Answer
$\dfrac{1}{a(a+1)}$
Work Step by Step
Let us consider an infinite series $\Sigma_{n=k}^{n=\infty} a_n$. This series will converge to the sum $S$ when the sequence of its partial sums $\{S_n\}$ converge to $S$.
That is, $S=\lim\limits_{N \to \infty} S_n$ and $S=\Sigma_{n=k}^{n=\infty} a_n$.

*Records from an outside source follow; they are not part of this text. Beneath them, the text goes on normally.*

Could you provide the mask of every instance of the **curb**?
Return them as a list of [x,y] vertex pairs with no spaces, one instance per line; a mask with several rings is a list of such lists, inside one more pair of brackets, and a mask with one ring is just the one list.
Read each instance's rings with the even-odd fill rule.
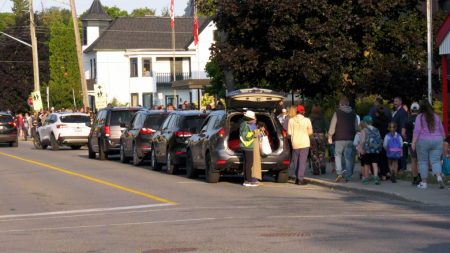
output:
[[414,202],[414,203],[426,204],[426,205],[430,204],[430,203],[426,203],[423,201],[419,201],[417,199],[407,198],[405,196],[399,195],[394,192],[384,192],[384,191],[376,191],[376,190],[372,190],[372,189],[356,188],[356,187],[348,186],[345,183],[334,183],[334,182],[330,182],[327,180],[311,178],[311,177],[305,177],[305,180],[308,181],[308,183],[311,183],[313,185],[329,187],[331,189],[336,189],[336,190],[340,190],[340,191],[362,193],[362,194],[371,195],[371,196],[376,194],[377,196],[380,196],[380,197],[385,197],[385,198],[390,198],[390,199],[395,199],[395,200],[408,201],[408,202]]

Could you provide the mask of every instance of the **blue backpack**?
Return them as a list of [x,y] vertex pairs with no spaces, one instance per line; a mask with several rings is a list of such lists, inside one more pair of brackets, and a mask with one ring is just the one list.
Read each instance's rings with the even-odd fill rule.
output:
[[378,129],[366,128],[366,140],[364,142],[364,150],[368,154],[379,154],[383,146],[380,132]]
[[392,135],[388,133],[389,140],[387,143],[386,156],[389,159],[397,160],[403,156],[403,143],[400,141],[400,136],[398,133]]

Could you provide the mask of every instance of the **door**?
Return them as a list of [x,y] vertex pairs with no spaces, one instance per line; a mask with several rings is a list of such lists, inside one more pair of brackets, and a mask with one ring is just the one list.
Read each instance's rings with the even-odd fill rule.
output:
[[95,119],[94,125],[91,129],[90,143],[93,151],[98,152],[98,140],[101,137],[101,131],[106,123],[107,111],[101,110],[98,112],[97,118]]
[[196,167],[198,167],[198,166],[203,167],[203,164],[204,164],[203,143],[205,140],[206,132],[208,131],[209,122],[214,121],[215,117],[216,116],[214,116],[214,115],[210,115],[205,120],[205,122],[203,122],[203,125],[200,128],[200,132],[198,134],[194,135],[194,136],[196,136],[196,138],[195,138],[195,143],[193,143],[191,150],[192,150],[192,158],[194,161],[194,165]]
[[172,117],[170,118],[167,128],[163,129],[161,131],[161,142],[160,142],[160,150],[161,150],[160,155],[161,156],[160,156],[160,158],[165,163],[167,163],[167,161],[166,161],[167,153],[170,152],[170,149],[171,149],[170,141],[172,139],[172,136],[174,135],[174,129],[178,125],[179,118],[180,118],[180,115],[173,114]]
[[154,152],[156,155],[156,158],[158,161],[160,161],[161,159],[161,148],[162,148],[162,139],[163,139],[163,131],[167,130],[169,123],[172,119],[173,115],[169,115],[166,120],[163,122],[163,124],[161,125],[161,129],[159,129],[158,131],[156,131],[154,138],[153,138],[153,147],[154,147]]
[[123,130],[123,133],[121,135],[122,138],[122,144],[123,145],[123,151],[125,153],[125,156],[130,156],[131,154],[131,146],[130,146],[130,139],[132,136],[132,129],[133,129],[133,124],[134,121],[136,121],[136,119],[138,118],[139,114],[136,114],[133,116],[133,118],[131,118],[130,122],[128,123],[127,127]]
[[139,143],[137,143],[137,137],[139,135],[139,131],[142,128],[142,125],[144,124],[144,120],[145,115],[143,113],[138,113],[130,126],[130,131],[127,138],[127,146],[130,152],[129,154],[131,155],[133,154],[133,143],[135,145],[139,145]]
[[139,105],[139,94],[131,93],[131,106],[135,107]]

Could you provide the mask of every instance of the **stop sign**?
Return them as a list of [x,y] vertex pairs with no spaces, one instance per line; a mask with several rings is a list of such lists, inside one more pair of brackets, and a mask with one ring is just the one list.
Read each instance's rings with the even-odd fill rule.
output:
[[33,106],[33,98],[29,97],[28,100],[27,100],[27,103],[28,103],[29,106]]

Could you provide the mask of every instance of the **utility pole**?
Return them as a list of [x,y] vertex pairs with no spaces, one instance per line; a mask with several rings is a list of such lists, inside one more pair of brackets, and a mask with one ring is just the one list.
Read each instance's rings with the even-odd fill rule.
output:
[[[433,45],[432,45],[432,4],[431,0],[427,0],[427,54],[428,54],[428,66],[427,66],[427,73],[428,73],[428,102],[430,104],[433,102],[432,100],[432,85],[431,85],[431,75],[433,70]],[[447,78],[447,77],[444,77]]]
[[80,69],[81,90],[83,92],[83,107],[86,108],[89,106],[89,101],[87,94],[86,77],[84,75],[84,62],[83,62],[83,54],[81,52],[80,31],[78,29],[78,17],[77,11],[75,9],[74,0],[70,0],[70,10],[72,12],[73,31],[75,32],[75,44],[77,46],[78,68]]
[[34,73],[34,91],[40,91],[39,87],[39,57],[37,50],[36,30],[34,23],[33,0],[29,0],[30,7],[30,35],[31,35],[31,49],[33,52],[33,73]]

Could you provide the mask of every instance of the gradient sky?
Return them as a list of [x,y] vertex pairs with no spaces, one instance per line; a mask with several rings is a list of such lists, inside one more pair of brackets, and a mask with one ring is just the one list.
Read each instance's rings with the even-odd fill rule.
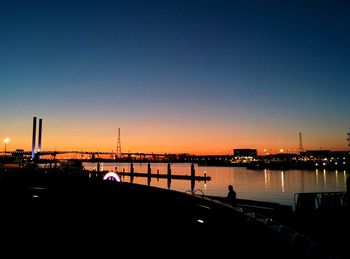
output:
[[0,3],[0,138],[42,150],[347,150],[350,1]]

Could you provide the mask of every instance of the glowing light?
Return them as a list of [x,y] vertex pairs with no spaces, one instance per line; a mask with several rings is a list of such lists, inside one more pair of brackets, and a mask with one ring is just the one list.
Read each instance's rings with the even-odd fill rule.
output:
[[199,223],[204,223],[204,220],[202,220],[202,219],[197,219],[197,221],[198,221]]
[[6,146],[9,143],[10,139],[9,138],[5,138],[4,139],[4,143],[5,143],[5,149],[4,149],[4,154],[6,155]]
[[283,153],[283,148],[280,149],[280,152]]
[[111,181],[117,181],[120,182],[120,177],[115,172],[108,172],[103,177],[103,180],[111,180]]

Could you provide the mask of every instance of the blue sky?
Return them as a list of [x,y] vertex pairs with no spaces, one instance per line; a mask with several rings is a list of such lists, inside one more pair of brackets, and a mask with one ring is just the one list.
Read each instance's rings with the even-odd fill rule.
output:
[[[350,1],[2,1],[0,137],[43,149],[347,149]],[[10,146],[10,144],[9,144]]]

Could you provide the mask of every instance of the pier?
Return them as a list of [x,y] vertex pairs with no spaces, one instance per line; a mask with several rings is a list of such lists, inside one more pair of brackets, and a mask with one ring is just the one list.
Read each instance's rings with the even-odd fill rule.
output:
[[[97,167],[98,168],[98,167]],[[211,177],[207,176],[206,173],[203,176],[196,175],[196,171],[194,169],[194,164],[191,164],[191,174],[190,175],[177,175],[171,173],[171,166],[168,163],[167,172],[165,174],[160,174],[159,170],[157,170],[156,174],[152,174],[151,164],[147,165],[147,173],[137,173],[134,172],[133,163],[130,164],[130,172],[118,172],[121,176],[130,176],[130,177],[147,177],[147,178],[166,178],[166,179],[177,179],[177,180],[192,180],[192,181],[210,181]]]
[[168,174],[147,174],[147,173],[131,173],[131,172],[118,172],[121,176],[135,176],[135,177],[150,177],[150,178],[171,178],[177,180],[196,180],[196,181],[210,181],[210,176],[191,176],[191,175],[168,175]]

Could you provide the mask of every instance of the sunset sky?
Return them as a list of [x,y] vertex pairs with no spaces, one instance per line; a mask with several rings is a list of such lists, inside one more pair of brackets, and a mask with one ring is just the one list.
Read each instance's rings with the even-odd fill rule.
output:
[[42,150],[348,150],[350,1],[0,3],[0,138]]

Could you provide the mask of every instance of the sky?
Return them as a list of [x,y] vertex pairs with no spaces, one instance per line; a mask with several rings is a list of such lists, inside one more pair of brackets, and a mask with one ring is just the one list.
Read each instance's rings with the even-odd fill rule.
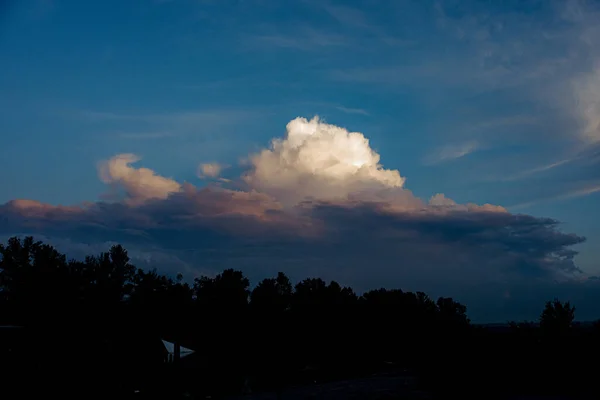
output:
[[0,238],[600,318],[600,4],[0,5]]

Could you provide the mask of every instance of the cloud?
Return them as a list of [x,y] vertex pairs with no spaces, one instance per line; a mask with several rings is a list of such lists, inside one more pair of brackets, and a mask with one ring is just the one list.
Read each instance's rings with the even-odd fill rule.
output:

This series will diverge when the limit does not exist and the series will diverge to infinity when the limit is infinite.
Here, we have
$S_n=\dfrac{1}{a} \Sigma_{k=1}^{n} (\dfrac{1}{ak+1}-\dfrac{1}{ak+a+1})$
or, $= \dfrac{1}{a} [\dfrac{1}{a+1}-\dfrac{1}{2a+1}+\dfrac{1}{2a+1}-\dfrac{1}{3a+1}+....+\dfrac{1}{na+1}-\dfrac{1}{(n+1)(a+1)}]$
or, $= \dfrac{1}{a} [\dfrac{1}{a+1}-\dfrac{1}{(n+1)(a+1)}]$
Now, $S=\lim\limits_{n \to \infty} S_n=\dfrac{1}{a} [\lim\limits_{n \to \infty} \dfrac{1}{a+1}-\lim\limits_{n \to \infty} \dfrac{1}{(n+1)(a+1)}=\dfrac{1}{a}[\dfrac{1}{a+1}-0]$
or, $S=\dfrac{1}{a(a+1)}$